Casino union threatens suit over inadequate COVID-19 protections


Like it or not, unions play a role in business operations. Most companies would prefer that unions go the way of the T-Rex (although there are some that actually embrace the syndicates), but that’s only wishful thinking. The casino industry has come under fire in recent years for the overall treatment industry employees receive, and their response to the coronavirus has put even more pressure on the casino operators. Now, the largest casino employee union in the U.S. is planning on suing Las Vegas casinos for not doing a better job at providing safety protections for their workers. 

Las Vegas casinos began reopening on June 4 and, since then, there has been a mixed response by the properties on how they oversee employee activity. There has also been a spike in coronavirus cases, and the Culinary Union feels that the casinos should have been more proactive in protecting their workers as soon as the keys were turned on the doors. It wants to ask a judge for relief under the Labor-Management Relations Act, a federal law that was created to force employers to provide employees with a safe and secure working environment at all times. 

The union will hold an online press conference today, according to a press release issued by Director of Communication and Digital Strategy Bethany Khan this past Saturday. In the meantime, she explains, “The lawsuit alleges casino hotels have not protected workers, their families, and their community from the spread of COVID-19, and that the current rules and procedures in place for responding to workers contracting COVID-19 have been wholly and dangerously inadequate.”

Over 60,000 casino employees across Las Vegas and Reno are represented by the Culinary Union Local 226 and the Bartenders Union Local 165. The two had already been pushing for better protection as casinos reopened, including the issuance of face masks and the implementation of mandatory testing. However, not all of the gaming properties were willing to introduce the measures. According to the union, only 11 operators provide testing for their employees, while more than 55% do not.

Local 226 explains, “Culinary Union’s lawsuit focuses on the companies’ failure to properly warn workers, disinfect, and quarantine when a worker or their co-worker tests positive for COVID-19. The Culinary Union is demanding safety for all hospitality and gaming workers in Nevada and is tracking what casino employers are doing to prevent COVID-19…”

In addition, according to the union, only two hotels are cleaning guest rooms on a daily basis, a condition ordered by Nevada Governor Steve Sisolak as the economy started to come back online.
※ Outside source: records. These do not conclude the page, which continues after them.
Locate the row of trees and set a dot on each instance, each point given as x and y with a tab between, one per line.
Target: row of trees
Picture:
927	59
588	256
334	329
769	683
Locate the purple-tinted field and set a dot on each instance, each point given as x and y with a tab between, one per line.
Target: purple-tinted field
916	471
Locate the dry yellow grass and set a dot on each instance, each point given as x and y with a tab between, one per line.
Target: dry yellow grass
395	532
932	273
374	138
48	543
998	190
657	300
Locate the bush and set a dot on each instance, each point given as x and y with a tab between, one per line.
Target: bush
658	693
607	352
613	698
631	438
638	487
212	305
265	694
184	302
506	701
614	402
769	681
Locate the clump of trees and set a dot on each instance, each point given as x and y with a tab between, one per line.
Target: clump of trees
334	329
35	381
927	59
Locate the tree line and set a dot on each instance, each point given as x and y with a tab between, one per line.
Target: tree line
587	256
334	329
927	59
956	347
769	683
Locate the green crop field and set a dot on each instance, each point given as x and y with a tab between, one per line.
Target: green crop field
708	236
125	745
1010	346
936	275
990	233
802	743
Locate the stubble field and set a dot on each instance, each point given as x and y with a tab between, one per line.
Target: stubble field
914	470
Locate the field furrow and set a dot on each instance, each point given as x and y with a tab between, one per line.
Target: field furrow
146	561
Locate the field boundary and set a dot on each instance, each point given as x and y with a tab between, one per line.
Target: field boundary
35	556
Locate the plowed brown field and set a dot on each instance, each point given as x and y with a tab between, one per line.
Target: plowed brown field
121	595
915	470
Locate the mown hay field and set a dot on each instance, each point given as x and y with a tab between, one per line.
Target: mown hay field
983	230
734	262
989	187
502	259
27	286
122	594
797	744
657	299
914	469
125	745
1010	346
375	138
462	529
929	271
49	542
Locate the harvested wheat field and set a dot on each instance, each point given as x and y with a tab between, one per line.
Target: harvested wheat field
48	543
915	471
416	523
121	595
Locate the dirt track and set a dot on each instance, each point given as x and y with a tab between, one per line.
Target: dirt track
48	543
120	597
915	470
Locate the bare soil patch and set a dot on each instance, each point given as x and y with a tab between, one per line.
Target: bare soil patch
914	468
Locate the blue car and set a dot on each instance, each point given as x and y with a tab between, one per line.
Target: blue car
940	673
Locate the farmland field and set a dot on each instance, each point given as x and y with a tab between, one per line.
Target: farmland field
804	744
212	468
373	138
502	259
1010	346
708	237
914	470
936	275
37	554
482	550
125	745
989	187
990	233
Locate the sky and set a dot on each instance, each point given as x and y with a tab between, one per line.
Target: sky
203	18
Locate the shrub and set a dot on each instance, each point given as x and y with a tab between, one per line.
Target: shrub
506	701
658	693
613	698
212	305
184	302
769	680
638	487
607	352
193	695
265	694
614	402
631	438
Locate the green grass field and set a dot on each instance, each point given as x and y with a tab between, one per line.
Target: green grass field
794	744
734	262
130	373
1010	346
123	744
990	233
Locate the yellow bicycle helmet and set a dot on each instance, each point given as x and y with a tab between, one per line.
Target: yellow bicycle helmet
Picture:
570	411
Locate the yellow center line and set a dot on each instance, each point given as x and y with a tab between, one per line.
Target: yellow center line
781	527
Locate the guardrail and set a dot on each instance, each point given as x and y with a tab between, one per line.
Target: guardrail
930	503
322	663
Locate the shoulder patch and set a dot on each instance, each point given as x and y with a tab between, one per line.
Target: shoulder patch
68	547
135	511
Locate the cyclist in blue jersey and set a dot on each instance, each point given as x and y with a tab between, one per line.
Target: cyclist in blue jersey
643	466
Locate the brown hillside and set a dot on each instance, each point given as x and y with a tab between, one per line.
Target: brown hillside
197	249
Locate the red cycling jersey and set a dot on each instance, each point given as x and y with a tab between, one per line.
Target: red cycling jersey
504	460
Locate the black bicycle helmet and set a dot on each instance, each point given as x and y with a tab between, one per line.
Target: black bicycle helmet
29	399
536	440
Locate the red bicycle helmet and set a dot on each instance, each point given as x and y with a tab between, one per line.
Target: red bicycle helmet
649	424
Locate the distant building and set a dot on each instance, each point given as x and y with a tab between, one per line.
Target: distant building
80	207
Most venues have their safety plans in place, but three – Binion’s, Circus Circus Las Vegas and Four Queens – still do not, according to the website maintained by Local 226.
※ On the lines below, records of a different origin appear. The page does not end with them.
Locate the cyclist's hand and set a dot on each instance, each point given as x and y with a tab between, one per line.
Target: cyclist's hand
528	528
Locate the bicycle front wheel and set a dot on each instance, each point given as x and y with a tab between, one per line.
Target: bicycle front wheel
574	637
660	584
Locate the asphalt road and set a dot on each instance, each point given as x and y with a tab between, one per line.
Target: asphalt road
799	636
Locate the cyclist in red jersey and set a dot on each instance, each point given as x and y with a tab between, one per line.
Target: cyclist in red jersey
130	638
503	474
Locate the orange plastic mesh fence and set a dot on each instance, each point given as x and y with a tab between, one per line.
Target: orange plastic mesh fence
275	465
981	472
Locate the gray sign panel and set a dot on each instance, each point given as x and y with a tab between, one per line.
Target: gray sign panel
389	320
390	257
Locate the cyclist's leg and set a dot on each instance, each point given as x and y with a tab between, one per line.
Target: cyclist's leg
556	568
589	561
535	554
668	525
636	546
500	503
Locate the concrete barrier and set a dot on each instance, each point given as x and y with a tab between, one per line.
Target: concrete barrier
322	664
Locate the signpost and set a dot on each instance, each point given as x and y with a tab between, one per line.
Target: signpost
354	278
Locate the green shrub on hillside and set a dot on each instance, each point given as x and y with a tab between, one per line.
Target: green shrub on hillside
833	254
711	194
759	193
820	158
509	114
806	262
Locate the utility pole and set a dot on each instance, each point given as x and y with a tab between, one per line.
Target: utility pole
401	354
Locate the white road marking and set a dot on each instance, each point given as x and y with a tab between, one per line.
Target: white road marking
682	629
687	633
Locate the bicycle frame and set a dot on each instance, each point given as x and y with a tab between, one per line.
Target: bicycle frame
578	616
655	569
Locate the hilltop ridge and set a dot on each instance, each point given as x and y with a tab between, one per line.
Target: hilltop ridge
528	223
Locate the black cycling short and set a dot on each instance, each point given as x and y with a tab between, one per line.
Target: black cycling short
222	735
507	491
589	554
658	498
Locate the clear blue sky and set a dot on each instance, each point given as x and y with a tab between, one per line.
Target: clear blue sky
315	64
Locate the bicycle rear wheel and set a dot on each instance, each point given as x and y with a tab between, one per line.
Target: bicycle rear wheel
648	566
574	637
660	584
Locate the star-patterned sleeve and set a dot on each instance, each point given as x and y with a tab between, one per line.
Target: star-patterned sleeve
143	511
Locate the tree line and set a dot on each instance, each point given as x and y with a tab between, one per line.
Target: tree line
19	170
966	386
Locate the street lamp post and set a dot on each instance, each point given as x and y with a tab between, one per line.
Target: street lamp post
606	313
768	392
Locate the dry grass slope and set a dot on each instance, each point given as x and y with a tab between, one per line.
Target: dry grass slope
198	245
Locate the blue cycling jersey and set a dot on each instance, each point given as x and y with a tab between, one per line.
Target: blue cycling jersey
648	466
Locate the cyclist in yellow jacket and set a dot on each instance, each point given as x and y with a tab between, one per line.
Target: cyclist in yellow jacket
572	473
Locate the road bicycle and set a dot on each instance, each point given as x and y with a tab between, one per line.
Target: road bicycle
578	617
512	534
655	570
Sisolak just made face masks mandatory in the state as of last Friday. The move came in response to the spike in COVID-19 cases, and the governor said when announcing the change last Wednesday, “I’m offering us all another opportunity to limit our risk for exposure and infection and to keep our businesses open and our economy moving. For Nevada to stay safe and stay open, we must make face coverings a routine part of our daily life.”